L'amore e la pace sono stati una scelta o una necessità? E il suo Paese ha fatto lo stesso percorso?

«Il genocidio ci fu perché non esisteva né amore né pace, l'odio era diffuso e insegnato dal Governo alla popolazione. L'odio è un sentimento che distrugge anzitutto chi lo prova, e poi anche la vittima. Non saprei se il Rwanda ha seguito me, o io ho seguito il mio Paese. Il Rwanda oggi insegna pace e ricostruzione, e quindi ci siamo ritrovati. E' una scelta amare o odiare, il mio Paese ha scelto di smettere l'autodistruzione».

Cosa ha prodotto odio così feroce, tra persone che vivevano le une a fianco delle altre?

«In Rwanda dal 1959 i Tusti sono sempre massacrati, in modo sistematico, mai c'è stata giustizia per quanto accaduto. Noi siamo stati vittime del sistema coloniale Belga che ha diviso la popolazione in Utu e Tutsi, creando la carta d'identità etnica. Quelle erano le basi per il futuro genocidio. Dalla colonizzazione in poi la politica rwandese è stata basata sul divisionismo. Per questo è stata una lunga preparazione, non qualcosa che è nato dall'oggi al domani, sono percorsi lunghi quelli che conducono a un odio così profondo».

Non si può fare un parallelismo tra ciò che è accaduto in Rwanda e quello che è accaduto a L'Aquila nel 2009, ma in venti secondi tanti hanno perso figli, mariti, mogli, proprio come lei.
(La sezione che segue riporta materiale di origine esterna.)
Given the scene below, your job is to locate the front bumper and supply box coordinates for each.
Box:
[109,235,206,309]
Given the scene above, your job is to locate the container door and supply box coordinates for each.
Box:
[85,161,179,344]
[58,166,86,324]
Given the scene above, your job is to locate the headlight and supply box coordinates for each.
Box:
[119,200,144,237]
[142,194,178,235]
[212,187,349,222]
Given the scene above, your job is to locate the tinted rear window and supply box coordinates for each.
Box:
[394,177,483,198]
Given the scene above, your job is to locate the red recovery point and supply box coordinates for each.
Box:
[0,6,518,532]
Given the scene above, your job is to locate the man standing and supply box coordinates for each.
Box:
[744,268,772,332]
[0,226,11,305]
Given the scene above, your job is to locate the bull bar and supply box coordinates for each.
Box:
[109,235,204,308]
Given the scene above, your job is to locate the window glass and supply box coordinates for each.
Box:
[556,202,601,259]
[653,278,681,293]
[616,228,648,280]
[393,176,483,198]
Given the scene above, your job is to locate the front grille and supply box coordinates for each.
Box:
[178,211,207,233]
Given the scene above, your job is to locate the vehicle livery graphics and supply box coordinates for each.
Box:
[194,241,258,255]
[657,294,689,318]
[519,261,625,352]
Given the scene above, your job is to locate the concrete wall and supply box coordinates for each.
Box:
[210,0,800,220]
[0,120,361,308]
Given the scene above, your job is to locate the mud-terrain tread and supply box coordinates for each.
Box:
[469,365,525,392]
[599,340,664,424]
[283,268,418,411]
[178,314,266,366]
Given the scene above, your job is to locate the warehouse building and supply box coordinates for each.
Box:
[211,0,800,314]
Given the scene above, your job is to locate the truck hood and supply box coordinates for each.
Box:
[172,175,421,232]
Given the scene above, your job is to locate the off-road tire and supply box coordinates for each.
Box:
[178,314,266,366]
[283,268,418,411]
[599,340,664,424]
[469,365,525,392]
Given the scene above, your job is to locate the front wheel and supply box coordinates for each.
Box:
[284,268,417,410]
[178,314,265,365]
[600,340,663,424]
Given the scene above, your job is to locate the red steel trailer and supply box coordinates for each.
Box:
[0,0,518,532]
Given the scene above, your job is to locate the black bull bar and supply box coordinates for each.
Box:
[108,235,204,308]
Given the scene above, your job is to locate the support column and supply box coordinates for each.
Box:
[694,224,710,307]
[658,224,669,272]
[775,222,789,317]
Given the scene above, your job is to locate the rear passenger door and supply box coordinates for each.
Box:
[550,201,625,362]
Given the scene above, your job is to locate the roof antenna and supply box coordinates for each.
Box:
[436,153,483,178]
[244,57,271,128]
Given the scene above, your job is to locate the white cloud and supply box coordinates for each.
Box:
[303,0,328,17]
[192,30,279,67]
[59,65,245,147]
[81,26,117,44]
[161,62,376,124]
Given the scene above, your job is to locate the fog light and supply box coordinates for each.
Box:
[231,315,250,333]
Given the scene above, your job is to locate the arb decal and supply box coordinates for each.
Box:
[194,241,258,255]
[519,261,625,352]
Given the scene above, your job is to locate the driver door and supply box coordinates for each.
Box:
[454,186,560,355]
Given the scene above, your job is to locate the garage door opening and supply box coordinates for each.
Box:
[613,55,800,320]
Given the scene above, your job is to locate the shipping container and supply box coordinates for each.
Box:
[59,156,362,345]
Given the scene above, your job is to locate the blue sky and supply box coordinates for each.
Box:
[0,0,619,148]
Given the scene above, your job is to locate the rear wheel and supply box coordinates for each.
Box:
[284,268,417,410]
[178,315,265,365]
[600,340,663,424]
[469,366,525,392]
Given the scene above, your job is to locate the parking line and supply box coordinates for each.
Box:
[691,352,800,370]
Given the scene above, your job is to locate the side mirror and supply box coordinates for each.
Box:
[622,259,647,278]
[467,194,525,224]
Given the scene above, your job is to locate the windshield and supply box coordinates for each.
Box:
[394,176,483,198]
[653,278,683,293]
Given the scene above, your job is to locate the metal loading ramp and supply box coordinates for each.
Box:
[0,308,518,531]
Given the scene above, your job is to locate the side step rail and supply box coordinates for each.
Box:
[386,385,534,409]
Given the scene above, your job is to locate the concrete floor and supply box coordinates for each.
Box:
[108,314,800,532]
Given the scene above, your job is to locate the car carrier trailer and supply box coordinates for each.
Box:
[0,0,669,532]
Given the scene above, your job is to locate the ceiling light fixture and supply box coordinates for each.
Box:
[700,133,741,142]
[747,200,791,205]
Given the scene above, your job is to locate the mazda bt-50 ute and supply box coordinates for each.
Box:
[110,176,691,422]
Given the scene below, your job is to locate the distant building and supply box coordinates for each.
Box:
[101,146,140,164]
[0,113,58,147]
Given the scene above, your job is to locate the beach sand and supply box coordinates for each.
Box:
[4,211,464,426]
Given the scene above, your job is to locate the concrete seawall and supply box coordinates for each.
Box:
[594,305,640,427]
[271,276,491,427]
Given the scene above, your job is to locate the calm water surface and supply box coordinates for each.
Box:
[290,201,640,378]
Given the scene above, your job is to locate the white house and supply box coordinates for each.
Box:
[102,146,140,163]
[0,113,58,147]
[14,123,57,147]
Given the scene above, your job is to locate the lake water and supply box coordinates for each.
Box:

Cosa vorrebbe dire a loro?

«La forza per ricostruirci dentro deve venire dal nostro profondo. Io ho consultato psichiatri, psicologi, nessuno ha potuto aiutarmi, ho dovuto fare forza su di me. Se avessi una ricetta la donerei, ma non c'è. Ho capito che solo tu stesso puoi ricostruire il tuo cuore. Ci sono però fattori indispensabili, per me era ottenere la giustizia per le vittime. Così gli aquilani devono pretendere la giustizia perché aiuta a ricostruirsi».

Lei ha scritto libri di grandissima importanza (in italiano editi “La morte non mi ha voluta” 1998, “Le ferite del silenzio” 2008, “Un giorno vivrò anche io” 2011, ndr) conosceva la scrittrice sudafricana Nadine Gordimer, spentasi a 90 anni dopo una vita contro l'apartheid?

«L'ho conosciuta attraverso il suo lavoro contro l'apartheid, per me una persona non muore mai, per cui lei è ancora viva. Finché ci ricorderemo il suo insegnamento, la sua opera e la sua azione, non morirà. Ci dobbiamo ricordare di lei applicando quello che ci ha lasciato».

Dopo tanti anni di esilio in Belgio, Yolande Mukagasana dal 2011 è tornata a vivere in Rwanda. Perché è tornata?

«Ho scelto di tornare e vivo nello stesso luogo dove c'era la mia casa, lì dove hanno massacrato mio marito e i miei figli. Ho deciso di ricostruire la vita sulla morte. A tornare mi ha spinto anche la convinzione che l'Africa ha molto più bisogno di me dell'Europa».